CNN Indonesia | Selasa, 30/06/2020 17:14 WIB
Kepala Badan Keamanan Laut, Laksdya Aan Kurnia menyebut dalam Omnibus Law Kelautan segala bentuk penegakan hukum di laut akan dipegang oleh Bakamla, Rabu (19/2). Kepala Bakamla Laksamana Madya Aan Kurnia menyatakan segera membeli senjata militer kategori ringan. (CNN Indonesia/Tiara Sutari)
Jakarta, CNN Indonesia --

Kepala Badan Keamanan Laut (Bakamla) Laksamana Madya Aan Kurnia mengatakan pihaknya telah membuat daftar pembelian senjata untuk mengamankan perairan RI.

Aan tak merinci senjata jenis apa yang hendak pihaknya dibeli. Menurutnya, senjata tersebut masuk kategori ringan yang digunakan untuk membela diri.

"Senjata kecil saja, senjata ringan 30 milimeter. Jadi senjata untuk self defense untuk bela diri saja, bukan senjata mematikan," kata Aan saat dihubungi CNNIndonesia.com melalui telepon, Selasa (30/6).


Aan menjelaskan pembelian senjata merujuk Peraturan Menteri Pertahanan Nomor 7 Tahun 2010 Tentang Pedoman Perizinan, Pengawasan dan Pengendalian Senjata Api Standar Militer di Luar Lingkungan Kementerian Pertahanan dan Tentara Nasional Indonesia

Merujuk pada Permenhan tersebut, lembaga yang memang memiliki kepentingan menjaga teritori atau wilayah Indonesia diberi izin untuk mempersenjatai diri sesuai kebutuhan mereka.

Jenderal TNI bintang tiga itu mengatakan senjata tersebut akan dipasang di kapal-kapal milik Bakamla yang berlayar di perairan perbatasan.

Aan berkaca dari kejadian pada akhir 2019 lalu saat Laut China Selatan memanas.

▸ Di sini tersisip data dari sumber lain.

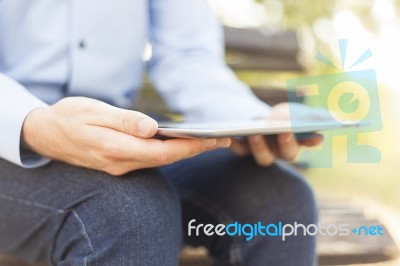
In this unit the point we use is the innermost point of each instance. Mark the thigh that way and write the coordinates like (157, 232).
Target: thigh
(219, 187)
(72, 216)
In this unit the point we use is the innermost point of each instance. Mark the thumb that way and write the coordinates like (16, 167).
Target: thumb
(127, 121)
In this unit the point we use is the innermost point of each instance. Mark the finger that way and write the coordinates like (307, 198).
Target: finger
(122, 147)
(127, 121)
(288, 146)
(170, 151)
(260, 150)
(240, 147)
(314, 141)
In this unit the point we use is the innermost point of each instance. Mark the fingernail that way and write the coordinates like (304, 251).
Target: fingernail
(145, 125)
(209, 143)
(224, 143)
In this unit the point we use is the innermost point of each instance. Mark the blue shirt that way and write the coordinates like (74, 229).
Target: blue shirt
(50, 49)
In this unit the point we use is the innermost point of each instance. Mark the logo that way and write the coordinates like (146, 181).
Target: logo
(348, 96)
(281, 230)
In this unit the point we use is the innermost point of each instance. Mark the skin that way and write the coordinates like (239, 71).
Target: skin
(92, 134)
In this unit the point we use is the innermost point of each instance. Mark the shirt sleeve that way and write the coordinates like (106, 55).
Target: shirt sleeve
(15, 104)
(187, 65)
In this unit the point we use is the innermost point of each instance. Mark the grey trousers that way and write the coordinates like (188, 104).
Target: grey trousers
(65, 215)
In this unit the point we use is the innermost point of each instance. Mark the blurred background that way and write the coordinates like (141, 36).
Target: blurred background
(269, 42)
(347, 192)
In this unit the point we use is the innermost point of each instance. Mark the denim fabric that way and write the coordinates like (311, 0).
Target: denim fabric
(66, 215)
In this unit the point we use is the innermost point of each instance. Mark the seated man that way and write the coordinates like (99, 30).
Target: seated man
(83, 181)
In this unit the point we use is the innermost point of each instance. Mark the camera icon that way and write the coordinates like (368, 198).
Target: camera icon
(349, 95)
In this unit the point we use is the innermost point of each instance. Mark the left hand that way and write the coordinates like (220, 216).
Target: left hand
(266, 149)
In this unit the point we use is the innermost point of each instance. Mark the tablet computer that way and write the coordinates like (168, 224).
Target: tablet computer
(249, 128)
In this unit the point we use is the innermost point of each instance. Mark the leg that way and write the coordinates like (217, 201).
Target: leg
(71, 216)
(218, 187)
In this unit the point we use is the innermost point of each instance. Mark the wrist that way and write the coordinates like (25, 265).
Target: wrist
(30, 129)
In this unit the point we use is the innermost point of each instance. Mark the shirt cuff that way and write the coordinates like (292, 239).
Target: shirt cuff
(15, 104)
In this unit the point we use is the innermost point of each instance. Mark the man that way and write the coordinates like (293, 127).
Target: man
(104, 200)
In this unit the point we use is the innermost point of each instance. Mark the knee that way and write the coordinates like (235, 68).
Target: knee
(137, 214)
(294, 199)
(142, 203)
(276, 193)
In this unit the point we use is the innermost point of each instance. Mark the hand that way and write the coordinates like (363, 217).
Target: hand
(92, 134)
(266, 149)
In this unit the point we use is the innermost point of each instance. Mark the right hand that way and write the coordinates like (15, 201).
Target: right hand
(92, 134)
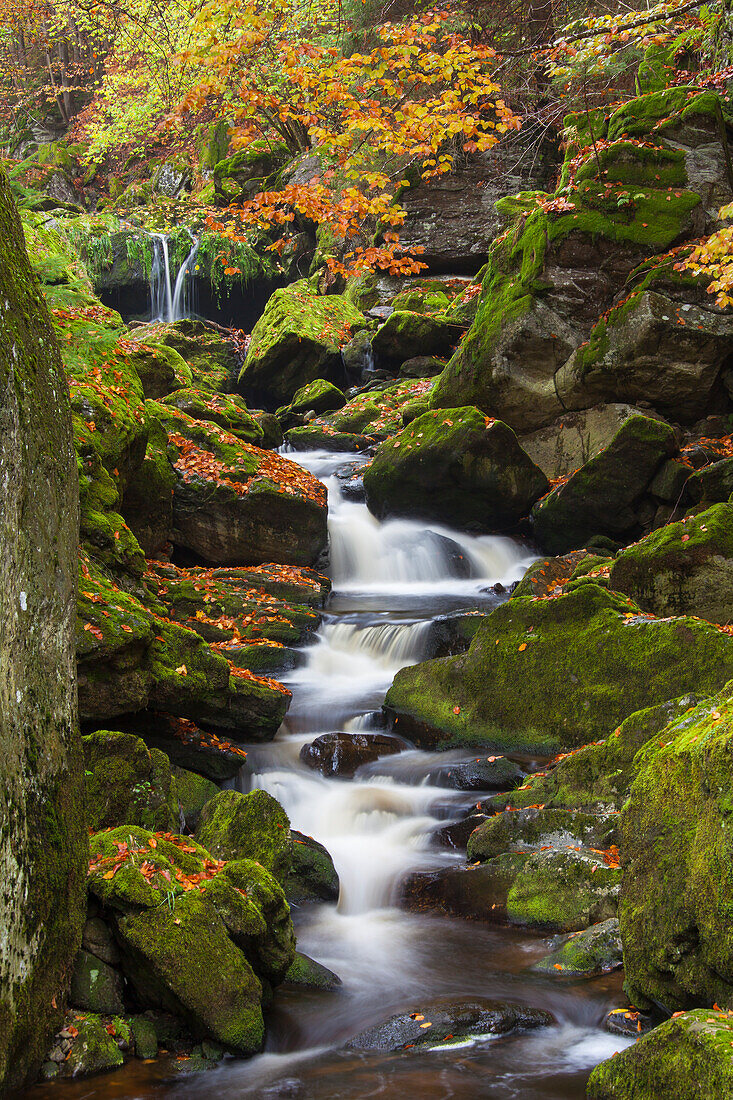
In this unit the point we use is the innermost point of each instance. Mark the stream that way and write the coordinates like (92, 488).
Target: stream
(390, 582)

Ketika itu, kapal-kapal Bakamlah yang berjaga di perairan itu tak memiliki senjata seperti China, Malaysia, dan Vietnam.

"Sementara Coast Guard China, Malaysia, Vietnam itu sudah pakai senjata yang lebih besar," ujarnya.

Sebelumnya, anggota Komisi I DPR Bobby Adhityo Rizaldi meyebut Bakamla dibolehkan membeli senjata militer mulai Juni 2020. Kepemilikan senjata militer akan memperkuat Bakamla mengawasi perairan Indonesia terutama di sekitar Natuna yang dekat dengan Laut China Selatan.

Bobby menilai sejauh ini Indonesia cenderung lemah dalam pengawasan di perairan Natuna dekat Laut China Selatan. Selama ini Bakamla hanya memiliki daya dukung senapan ringan dengan jangkauan di bawah 1 kilometer.

Sementara, kata Bobby, kapal coast guard China dilengkapi senjata jenis Norinco dengan jarak tembak lebih dari 5 km.

China kembali melakukan provokasi di Laut China Selatan sejak beberapa pekan lalu. Mereka masih mengklaim perairan sekitar Natuna masuk wilayah perairannya.

Gelagat China memancing reaksi Amerika Serikat yang juga turut unjuk kekuatan di sekitar Laut China Selatan. Pihak Indonesia, dalam hal ini Kementerian Luar Negeri, masih menyatakan dengan tegas untuk tidak mengakui klaim China atas perairan di Laut China Selatan.